Section 2, titled “Promised Land,” teaches us Valverde’s approach. In “Guinea Slaves Arrive at the Plantation of Bonaventure (Bonaventure Cemetery, Savannah),” we see his archeological impulse to dig beneath the manicured lawns of the cemetery park to the beginnings of the plantation and the arrival of enslaved Africans. In “Antonio Machado Listens to the Shadows of the Sunset in Long Island,” the poet in the guise of the great early twentieth century poet Machado (who never visited the US) speaks of sorrow and loneliness. Machado is, perhaps, an even more appropriate poetic forbearer than Lorca. Last of all, Valverde personalizes the macro stories of immigration, as in the nine-poem sequence “The House in Lake Alfred” that tells the story of Gordon McNeer, a north Georgia poet of Welsh and Mexican descent.

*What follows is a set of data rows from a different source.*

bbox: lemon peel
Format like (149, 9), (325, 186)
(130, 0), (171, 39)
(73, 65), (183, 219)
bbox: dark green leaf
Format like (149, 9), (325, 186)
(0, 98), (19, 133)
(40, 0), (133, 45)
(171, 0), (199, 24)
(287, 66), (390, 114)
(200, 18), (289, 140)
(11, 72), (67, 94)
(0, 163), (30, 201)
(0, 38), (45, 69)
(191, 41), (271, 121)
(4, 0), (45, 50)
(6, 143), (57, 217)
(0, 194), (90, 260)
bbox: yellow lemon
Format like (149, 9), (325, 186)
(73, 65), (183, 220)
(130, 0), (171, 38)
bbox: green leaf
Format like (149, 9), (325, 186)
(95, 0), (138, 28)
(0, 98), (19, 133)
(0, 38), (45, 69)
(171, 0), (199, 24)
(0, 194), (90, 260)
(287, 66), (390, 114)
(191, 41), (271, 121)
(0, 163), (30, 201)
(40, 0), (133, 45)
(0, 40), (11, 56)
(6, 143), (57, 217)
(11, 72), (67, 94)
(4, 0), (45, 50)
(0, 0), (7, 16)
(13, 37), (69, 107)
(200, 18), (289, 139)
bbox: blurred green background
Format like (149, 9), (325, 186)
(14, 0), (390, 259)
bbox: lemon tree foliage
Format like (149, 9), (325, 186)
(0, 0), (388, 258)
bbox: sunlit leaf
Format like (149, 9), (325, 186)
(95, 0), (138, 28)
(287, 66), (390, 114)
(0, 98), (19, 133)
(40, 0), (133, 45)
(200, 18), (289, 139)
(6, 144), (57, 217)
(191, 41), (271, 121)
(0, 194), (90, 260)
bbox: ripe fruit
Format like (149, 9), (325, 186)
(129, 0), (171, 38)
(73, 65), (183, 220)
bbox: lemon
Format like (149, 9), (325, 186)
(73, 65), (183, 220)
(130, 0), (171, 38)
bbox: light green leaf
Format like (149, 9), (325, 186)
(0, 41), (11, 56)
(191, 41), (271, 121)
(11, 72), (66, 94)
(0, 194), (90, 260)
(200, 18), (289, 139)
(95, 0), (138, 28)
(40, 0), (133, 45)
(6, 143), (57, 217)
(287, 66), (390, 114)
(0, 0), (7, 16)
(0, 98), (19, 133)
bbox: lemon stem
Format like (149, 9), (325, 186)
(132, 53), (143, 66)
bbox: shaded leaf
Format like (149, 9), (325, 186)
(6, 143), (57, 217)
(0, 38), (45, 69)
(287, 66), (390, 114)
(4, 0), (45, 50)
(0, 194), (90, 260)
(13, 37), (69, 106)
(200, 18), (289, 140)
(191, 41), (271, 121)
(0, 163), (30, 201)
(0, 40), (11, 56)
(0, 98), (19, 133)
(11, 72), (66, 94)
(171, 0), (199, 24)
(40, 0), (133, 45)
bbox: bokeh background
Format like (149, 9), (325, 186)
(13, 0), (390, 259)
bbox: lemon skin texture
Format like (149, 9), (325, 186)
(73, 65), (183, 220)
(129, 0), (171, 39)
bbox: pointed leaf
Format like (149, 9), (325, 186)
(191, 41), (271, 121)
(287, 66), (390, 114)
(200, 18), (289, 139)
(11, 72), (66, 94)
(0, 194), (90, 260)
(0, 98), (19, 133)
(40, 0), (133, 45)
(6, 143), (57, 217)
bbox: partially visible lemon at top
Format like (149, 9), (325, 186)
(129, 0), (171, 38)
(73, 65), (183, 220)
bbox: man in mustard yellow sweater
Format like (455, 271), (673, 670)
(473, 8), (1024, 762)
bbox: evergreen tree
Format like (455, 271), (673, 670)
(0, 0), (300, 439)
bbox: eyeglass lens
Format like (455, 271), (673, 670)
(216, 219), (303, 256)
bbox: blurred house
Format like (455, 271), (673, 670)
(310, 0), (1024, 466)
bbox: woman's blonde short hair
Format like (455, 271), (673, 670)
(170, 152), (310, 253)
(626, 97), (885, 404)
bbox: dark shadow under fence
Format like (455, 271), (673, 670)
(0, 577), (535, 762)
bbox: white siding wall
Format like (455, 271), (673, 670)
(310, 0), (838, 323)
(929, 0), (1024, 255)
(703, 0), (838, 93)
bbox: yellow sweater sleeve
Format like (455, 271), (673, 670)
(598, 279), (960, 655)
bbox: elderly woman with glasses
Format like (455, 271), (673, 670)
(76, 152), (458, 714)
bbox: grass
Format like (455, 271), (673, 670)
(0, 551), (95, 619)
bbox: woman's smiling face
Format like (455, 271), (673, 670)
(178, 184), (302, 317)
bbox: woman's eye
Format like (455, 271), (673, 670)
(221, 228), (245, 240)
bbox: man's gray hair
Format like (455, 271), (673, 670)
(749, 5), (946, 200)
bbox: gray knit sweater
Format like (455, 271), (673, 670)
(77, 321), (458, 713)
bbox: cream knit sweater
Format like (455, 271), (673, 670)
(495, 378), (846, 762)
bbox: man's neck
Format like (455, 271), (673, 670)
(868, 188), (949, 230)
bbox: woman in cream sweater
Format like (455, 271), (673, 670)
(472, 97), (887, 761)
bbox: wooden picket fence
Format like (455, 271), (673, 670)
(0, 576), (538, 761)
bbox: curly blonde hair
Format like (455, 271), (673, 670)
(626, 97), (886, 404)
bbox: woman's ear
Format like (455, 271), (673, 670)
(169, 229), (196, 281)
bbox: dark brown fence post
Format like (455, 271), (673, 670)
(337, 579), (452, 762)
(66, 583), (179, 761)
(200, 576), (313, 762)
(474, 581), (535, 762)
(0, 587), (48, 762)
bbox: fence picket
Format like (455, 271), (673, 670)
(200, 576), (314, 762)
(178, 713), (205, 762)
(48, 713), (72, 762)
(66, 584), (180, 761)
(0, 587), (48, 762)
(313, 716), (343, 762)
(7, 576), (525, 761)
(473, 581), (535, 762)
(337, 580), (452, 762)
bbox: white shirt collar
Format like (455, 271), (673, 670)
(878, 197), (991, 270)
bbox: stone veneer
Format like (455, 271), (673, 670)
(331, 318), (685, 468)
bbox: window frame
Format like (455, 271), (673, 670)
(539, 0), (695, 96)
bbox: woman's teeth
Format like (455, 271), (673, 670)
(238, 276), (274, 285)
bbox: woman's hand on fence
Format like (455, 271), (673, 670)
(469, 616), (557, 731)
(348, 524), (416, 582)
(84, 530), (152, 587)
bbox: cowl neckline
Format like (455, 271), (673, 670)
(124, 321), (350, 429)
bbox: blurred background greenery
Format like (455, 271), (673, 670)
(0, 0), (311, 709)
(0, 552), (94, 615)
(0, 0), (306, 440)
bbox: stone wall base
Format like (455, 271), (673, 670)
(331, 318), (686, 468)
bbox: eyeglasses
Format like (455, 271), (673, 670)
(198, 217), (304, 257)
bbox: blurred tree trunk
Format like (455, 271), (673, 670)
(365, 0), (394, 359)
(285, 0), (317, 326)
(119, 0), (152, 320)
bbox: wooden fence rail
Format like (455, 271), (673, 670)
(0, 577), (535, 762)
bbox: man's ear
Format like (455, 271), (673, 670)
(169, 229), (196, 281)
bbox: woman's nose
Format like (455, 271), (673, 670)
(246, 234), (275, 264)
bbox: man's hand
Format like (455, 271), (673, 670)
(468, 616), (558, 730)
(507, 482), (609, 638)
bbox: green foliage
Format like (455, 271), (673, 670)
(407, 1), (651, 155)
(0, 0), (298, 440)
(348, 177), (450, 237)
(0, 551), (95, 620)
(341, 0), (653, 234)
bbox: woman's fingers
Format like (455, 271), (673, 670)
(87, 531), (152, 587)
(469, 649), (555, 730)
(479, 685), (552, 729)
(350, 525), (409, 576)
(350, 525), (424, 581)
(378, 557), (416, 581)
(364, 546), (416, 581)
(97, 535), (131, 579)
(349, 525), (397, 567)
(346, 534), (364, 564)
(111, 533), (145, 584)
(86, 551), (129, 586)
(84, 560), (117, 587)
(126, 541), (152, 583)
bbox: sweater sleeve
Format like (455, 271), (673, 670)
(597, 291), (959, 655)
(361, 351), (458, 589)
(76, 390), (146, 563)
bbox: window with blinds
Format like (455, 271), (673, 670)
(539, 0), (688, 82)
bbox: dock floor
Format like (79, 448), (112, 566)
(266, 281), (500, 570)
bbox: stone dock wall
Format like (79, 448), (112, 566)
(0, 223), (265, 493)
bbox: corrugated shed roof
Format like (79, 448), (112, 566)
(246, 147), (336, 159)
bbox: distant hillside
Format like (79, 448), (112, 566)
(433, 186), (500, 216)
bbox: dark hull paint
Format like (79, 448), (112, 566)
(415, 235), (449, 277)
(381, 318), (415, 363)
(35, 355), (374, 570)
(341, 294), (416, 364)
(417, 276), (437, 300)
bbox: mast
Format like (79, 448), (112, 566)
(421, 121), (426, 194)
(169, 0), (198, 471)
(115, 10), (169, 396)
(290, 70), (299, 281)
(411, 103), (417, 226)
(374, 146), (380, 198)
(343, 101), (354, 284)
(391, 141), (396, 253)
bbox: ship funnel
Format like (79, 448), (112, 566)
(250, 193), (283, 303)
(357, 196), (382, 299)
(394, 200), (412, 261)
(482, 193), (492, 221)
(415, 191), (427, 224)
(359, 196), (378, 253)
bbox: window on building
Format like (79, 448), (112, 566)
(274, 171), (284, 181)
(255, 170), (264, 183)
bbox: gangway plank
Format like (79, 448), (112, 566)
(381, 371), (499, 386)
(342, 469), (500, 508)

In the loose iambic meter of the titles thus far mentioned, we hear Forché’s care. We also see it in how she renders back into English Valverde’s Spanish versions of set phrases. For example, in the poem on JFK’s assassination, Valverde notes, “The country . . . is a parking lot on the other side of the road behind a grassy knoll.” In another stanza, Forche translates his Spanish as, “voices rise like a golden city on the hill / because they have stopped wondering / what their country can do for them / and now are willing to conquer it.”
The last poem, “The Country of Lone Wolves,” picks up the strands of loneliness, sorrow, hardness, and death, to remind us, “There is always a wolf in the night of the world.”
From drug addicts on the streets of Baltimore in the opening section to Cobain’s overdose in the last one, the collection seems to say that this harsh and wild land of lone wolves consuming its children like Moloch is America. While the judgment rendered on the American Dream is harsh, the poems are born of empathy, and pray to the “Lord of snow and rain . . . [to] take pity on these men who walk.” If expat poetry looks homeward, Valverde in America, through a deep dive into the history and psyche of the US, tries to build a house in which to dwell while far from home.
Jeremy Paden is Professor of Latin American literature at Transylvania University and is on the MFA faculty in Spalding University’s Naslund-Mann Graduate School of Writing, where he teaches literary translation. His two most recent collections of poetry are: world as sacred burning heart (3:A Taos Press, 2021) and Autorretrato como una iguana / Self-Portrait As an Iguana (Valparaíso USA, 2021), a bilingual collection of poems originally written in Spanish and co-winner of the 2020 Valparaíso Poeta en Nueva York prize. He has translated poets from Argentina, Chile, Colombia, Mexico, and Spain.